An issue differs from a risk in that its occurrence is certain, not probabilistic. An issue is characterized by its consequence, and issue management applies resources to address and reduce the potential negative consequences associated with a past, present, or future certain event. Issues may occur when a previously identified risk is realized, or they may occur without prior recognition of a risk. In addition, issues may spawn new risks.

The five-step Risk and Issue Management Process may be applied to a risk or issue.  The process for managing risks consists of:

  • Risk Management Process Planning:  Consists of the program’s activities to develop, implement, and document steps the program will take to manage individual risks.
  • Risk Identification:  Answers such questions as What can go wrong? or What is particularly difficult in this program development? What information is lacking?
  • Risk Analysis:  Answers the questions, What are the likelihood and consequence of the risk? and How high is the risk?
  • Risk Mitigation:  Answers the question, What is the plan to address the risk?  The four risk mitigation options are: 
  1. Accept - acknowledges that the risk event or condition may be realized, and the program is prepared to accept the consequences.
  2. Avoid - reduce or eliminate the risk event or condition by taking an alternate path. It eliminates the source of the risk and replaces it with another solution.
  3. Transfer - includes reassigning or delegating responsibility for tasks to mitigate a risk to another entity. This might include transferring the financial responsibility as well.  A warranty is an example of a way to transfer risk.
  4. Control - seeks to actively reduce risk to an acceptable level.  An example may be reviews, walk-throughs, and inspections to reduce the probability/likelihood and potential consequences/impacts of risks through early assessment of actual or planned events, allowing earlier adjustments to planned work.
  • Risk Monitoring:  Answers the question, How has the risk changed? or How are the risk mitigation plans working? Based on results, should additional actions be taken to mitigate or control the risk?

The Program Manager is responsible for implementing effective risk management within program constraints. Successful risk management requires planning and resourcing, and should be implemented early in the life cycle beginning with the Materiel Solution Analysis (MSA) phase or earlier based on early collaboration among the operational, acquisition, and technology communities. The goal is to identify risks to inform decisions on structure and content, and develop mitigation strategies for the risks that must be addressed to deliver intended capabilities.

The practice of risk management constitutes a significant aspect of program management and draws from all disciplines, including systems engineering, use of models and simulation, requirements definition, developmental and operational test, earned value management (EVM), production planning, quality assurance, and logistics. Risk management needs to be both top-down (program leadership) and bottom-up (from working-level staff members) to be successful. PMs should encourage everyone on their program to take ownership of the risk management program and should be careful not to cultivate a “shoot the messenger” culture. All personnel should be encouraged to identify risks, issues, and opportunities and, as appropriate, to support analysis, mitigation, and monitoring activities.

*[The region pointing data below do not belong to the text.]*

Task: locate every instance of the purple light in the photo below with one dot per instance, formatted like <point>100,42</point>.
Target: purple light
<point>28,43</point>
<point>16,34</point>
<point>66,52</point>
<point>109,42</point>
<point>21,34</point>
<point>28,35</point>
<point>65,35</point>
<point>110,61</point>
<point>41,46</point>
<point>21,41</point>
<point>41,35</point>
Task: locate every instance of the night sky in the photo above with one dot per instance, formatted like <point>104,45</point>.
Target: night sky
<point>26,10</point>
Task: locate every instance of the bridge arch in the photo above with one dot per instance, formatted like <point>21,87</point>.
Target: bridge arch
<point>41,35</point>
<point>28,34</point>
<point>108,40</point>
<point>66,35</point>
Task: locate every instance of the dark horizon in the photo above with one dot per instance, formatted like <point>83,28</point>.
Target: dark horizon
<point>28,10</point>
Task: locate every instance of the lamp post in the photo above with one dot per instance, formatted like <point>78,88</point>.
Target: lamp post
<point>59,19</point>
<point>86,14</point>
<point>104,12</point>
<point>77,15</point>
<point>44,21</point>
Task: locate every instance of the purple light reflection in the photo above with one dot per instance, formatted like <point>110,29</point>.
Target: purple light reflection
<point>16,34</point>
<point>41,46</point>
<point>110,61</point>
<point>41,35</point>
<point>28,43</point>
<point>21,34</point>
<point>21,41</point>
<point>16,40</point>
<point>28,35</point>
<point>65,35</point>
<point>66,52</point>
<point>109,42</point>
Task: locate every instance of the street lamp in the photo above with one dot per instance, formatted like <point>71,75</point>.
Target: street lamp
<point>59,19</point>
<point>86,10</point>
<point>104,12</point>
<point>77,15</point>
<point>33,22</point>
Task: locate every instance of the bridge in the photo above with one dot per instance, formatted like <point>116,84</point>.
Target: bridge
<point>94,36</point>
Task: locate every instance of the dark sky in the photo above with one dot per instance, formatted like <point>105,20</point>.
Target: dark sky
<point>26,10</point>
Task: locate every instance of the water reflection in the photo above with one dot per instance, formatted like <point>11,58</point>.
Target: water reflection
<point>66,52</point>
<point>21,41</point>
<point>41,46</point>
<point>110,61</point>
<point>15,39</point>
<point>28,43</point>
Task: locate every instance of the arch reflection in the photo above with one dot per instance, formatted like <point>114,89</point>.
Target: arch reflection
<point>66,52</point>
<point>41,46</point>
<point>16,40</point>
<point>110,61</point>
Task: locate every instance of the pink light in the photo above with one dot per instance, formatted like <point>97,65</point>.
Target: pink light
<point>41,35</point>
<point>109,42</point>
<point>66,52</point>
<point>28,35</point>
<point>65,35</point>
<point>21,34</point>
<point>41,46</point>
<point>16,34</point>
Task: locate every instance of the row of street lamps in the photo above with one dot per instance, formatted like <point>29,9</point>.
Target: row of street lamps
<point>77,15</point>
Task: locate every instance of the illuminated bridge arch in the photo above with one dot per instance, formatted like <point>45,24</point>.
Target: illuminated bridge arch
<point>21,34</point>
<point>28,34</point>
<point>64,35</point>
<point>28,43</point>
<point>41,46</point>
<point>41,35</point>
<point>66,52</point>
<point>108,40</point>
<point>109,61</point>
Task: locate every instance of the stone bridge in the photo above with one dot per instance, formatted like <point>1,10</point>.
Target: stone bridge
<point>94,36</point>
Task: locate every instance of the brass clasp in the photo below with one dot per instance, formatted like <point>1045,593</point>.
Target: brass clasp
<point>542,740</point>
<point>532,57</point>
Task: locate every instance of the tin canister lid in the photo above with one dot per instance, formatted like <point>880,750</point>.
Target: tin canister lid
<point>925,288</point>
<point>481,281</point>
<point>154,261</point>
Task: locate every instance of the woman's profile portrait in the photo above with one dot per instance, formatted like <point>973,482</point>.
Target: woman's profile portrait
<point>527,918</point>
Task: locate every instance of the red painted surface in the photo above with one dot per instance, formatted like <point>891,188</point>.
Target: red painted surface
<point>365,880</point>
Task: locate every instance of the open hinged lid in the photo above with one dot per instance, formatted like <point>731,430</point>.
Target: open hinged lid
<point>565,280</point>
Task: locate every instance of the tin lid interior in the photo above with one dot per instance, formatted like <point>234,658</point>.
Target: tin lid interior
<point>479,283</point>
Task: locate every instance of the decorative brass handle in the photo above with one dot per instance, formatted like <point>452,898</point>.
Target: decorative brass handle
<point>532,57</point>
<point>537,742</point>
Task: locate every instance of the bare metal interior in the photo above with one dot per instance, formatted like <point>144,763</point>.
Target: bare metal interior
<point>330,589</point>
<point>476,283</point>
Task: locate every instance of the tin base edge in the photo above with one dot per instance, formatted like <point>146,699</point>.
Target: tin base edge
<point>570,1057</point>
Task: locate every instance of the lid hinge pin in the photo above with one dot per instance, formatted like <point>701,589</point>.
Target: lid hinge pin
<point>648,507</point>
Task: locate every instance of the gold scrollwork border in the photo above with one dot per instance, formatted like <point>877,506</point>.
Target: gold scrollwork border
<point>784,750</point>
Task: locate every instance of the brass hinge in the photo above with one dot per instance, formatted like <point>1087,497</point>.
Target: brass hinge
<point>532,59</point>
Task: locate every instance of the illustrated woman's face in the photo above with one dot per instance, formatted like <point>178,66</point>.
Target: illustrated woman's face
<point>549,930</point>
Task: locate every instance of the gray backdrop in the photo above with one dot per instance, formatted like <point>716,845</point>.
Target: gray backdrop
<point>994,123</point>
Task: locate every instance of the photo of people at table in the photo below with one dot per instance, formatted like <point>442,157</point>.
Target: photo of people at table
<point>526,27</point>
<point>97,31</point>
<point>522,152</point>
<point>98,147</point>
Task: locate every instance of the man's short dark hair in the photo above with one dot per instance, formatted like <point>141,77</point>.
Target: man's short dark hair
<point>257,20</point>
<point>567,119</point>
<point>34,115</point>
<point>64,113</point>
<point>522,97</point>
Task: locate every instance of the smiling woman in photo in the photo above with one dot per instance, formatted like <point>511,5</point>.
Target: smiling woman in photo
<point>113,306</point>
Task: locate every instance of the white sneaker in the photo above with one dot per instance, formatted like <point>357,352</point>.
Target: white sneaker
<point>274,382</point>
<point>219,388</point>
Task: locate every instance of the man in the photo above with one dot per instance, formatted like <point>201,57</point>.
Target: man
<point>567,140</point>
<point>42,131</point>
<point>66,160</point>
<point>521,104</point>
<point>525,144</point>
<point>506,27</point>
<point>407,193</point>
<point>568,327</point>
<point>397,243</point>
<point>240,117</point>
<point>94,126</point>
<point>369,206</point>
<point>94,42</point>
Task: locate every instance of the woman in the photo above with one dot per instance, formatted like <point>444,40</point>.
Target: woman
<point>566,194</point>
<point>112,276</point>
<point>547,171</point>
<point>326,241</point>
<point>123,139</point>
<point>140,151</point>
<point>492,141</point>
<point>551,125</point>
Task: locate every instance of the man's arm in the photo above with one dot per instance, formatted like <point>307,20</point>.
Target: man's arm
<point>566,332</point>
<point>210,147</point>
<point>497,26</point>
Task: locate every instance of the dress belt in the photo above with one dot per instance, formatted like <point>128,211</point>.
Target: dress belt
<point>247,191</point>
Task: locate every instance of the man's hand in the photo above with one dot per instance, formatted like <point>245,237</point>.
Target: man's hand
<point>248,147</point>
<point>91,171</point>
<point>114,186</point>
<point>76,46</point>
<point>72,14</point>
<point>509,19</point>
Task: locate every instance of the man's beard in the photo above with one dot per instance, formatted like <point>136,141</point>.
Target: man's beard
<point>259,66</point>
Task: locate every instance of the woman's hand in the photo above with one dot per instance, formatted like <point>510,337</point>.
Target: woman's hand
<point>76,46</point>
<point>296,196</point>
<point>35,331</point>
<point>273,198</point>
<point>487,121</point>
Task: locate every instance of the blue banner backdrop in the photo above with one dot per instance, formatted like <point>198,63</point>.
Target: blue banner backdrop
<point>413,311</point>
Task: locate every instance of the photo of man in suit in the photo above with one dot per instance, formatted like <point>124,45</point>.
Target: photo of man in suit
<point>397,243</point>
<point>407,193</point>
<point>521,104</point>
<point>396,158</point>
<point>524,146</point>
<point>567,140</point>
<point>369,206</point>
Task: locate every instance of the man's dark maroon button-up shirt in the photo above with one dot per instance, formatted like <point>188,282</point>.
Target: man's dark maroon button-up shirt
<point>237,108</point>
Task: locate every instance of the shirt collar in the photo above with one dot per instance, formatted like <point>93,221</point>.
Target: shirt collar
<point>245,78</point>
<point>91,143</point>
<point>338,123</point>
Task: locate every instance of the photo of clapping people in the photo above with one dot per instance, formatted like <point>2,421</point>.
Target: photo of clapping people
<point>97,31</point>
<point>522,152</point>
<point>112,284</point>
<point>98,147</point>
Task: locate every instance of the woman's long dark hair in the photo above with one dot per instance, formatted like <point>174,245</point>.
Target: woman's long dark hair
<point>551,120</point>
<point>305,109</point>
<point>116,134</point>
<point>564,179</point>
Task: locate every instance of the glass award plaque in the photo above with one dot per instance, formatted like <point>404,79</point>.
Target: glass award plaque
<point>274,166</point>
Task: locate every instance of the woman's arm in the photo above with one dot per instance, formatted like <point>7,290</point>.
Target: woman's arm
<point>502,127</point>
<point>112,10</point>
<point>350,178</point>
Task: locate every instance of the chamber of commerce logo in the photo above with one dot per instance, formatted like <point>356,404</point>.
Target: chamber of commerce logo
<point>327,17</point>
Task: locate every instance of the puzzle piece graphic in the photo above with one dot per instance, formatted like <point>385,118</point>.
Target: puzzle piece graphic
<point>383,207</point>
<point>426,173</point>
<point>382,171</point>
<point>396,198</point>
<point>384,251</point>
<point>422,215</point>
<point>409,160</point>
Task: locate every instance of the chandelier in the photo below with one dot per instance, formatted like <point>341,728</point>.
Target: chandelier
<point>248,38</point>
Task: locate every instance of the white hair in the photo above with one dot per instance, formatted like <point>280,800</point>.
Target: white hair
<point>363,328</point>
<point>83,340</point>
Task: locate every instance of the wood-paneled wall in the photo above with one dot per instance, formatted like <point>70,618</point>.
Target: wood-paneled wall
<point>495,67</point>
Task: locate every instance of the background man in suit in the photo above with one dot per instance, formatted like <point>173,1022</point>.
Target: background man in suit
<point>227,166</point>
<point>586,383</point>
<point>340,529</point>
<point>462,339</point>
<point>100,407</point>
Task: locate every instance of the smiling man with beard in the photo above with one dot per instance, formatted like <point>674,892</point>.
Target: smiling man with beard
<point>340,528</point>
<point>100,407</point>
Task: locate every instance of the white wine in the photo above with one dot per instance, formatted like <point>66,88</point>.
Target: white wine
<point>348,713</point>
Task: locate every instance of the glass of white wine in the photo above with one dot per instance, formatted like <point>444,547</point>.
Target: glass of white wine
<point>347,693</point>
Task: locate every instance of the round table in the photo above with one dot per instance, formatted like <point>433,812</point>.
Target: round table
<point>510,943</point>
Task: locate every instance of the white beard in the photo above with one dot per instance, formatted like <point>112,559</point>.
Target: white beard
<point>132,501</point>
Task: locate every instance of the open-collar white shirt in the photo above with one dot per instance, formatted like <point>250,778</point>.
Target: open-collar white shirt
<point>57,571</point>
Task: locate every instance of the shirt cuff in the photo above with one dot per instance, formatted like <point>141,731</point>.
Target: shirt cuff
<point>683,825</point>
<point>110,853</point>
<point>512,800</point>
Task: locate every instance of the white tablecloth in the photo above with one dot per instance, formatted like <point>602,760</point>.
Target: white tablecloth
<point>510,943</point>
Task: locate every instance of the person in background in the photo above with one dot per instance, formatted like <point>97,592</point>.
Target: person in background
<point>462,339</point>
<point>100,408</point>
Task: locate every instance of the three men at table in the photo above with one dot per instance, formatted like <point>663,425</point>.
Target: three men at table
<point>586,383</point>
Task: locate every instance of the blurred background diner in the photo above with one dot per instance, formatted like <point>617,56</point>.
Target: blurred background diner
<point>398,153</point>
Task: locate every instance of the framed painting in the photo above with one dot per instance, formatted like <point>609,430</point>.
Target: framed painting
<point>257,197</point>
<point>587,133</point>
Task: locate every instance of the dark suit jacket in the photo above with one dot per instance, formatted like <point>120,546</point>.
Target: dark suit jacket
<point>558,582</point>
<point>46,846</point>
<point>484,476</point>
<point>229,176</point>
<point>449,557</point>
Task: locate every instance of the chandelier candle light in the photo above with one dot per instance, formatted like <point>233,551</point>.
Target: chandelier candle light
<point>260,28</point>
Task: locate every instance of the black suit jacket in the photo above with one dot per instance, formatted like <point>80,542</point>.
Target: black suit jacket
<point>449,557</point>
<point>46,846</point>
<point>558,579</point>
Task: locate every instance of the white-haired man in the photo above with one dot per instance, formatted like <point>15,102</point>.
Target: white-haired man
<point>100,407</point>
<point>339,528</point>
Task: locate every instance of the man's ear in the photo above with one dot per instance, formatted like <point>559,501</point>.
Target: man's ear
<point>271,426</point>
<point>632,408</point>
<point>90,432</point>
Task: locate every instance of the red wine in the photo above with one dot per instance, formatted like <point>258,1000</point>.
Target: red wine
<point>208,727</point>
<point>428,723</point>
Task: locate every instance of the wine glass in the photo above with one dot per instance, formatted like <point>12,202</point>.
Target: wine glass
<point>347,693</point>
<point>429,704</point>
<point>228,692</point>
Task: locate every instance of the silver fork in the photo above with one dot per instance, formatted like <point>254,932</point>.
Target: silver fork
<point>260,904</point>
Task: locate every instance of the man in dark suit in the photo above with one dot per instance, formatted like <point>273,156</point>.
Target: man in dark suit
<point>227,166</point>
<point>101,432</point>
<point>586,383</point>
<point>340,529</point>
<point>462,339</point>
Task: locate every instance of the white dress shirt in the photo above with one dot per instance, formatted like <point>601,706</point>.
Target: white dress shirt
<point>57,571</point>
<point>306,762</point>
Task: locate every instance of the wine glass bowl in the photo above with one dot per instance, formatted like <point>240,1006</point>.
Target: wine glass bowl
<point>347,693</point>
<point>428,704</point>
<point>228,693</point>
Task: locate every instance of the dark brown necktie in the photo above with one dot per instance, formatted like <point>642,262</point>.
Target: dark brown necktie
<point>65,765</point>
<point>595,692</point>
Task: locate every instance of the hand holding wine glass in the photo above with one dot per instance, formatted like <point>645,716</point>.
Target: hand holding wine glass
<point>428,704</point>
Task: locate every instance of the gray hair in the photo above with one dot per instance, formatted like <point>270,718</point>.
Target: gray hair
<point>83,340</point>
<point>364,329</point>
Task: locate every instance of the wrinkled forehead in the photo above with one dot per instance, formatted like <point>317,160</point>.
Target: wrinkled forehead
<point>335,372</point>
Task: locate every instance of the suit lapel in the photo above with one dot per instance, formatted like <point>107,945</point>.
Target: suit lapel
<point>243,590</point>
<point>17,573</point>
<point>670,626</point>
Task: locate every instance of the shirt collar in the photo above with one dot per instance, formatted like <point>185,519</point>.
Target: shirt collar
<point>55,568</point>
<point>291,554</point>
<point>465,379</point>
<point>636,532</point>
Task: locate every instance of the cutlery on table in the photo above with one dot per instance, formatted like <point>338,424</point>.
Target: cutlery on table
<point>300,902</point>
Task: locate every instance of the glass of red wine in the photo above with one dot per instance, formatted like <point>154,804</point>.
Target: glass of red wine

Making risk management work depends on process, but more importantly on people with knowledge and experience in the disciplines relevant to the product, and with the resolve to identify and address the risks that could influence program objectives. An organizational climate, open to external perspectives, that seeks independent board members for design reviews can strengthen the effectiveness of a program’s risk management. Well-understood requirements flowed to the product, an integrated schedule coupled to earned value management (EVM), an independent cost estimate, and the tenacity to pull on the threads that reveal problems all contribute to prospects for success.

Programs should define, implement, and document an appropriate, tailored risk process. The process should address planning, identification, analysis, mitigation, and monitoring of risks and issues.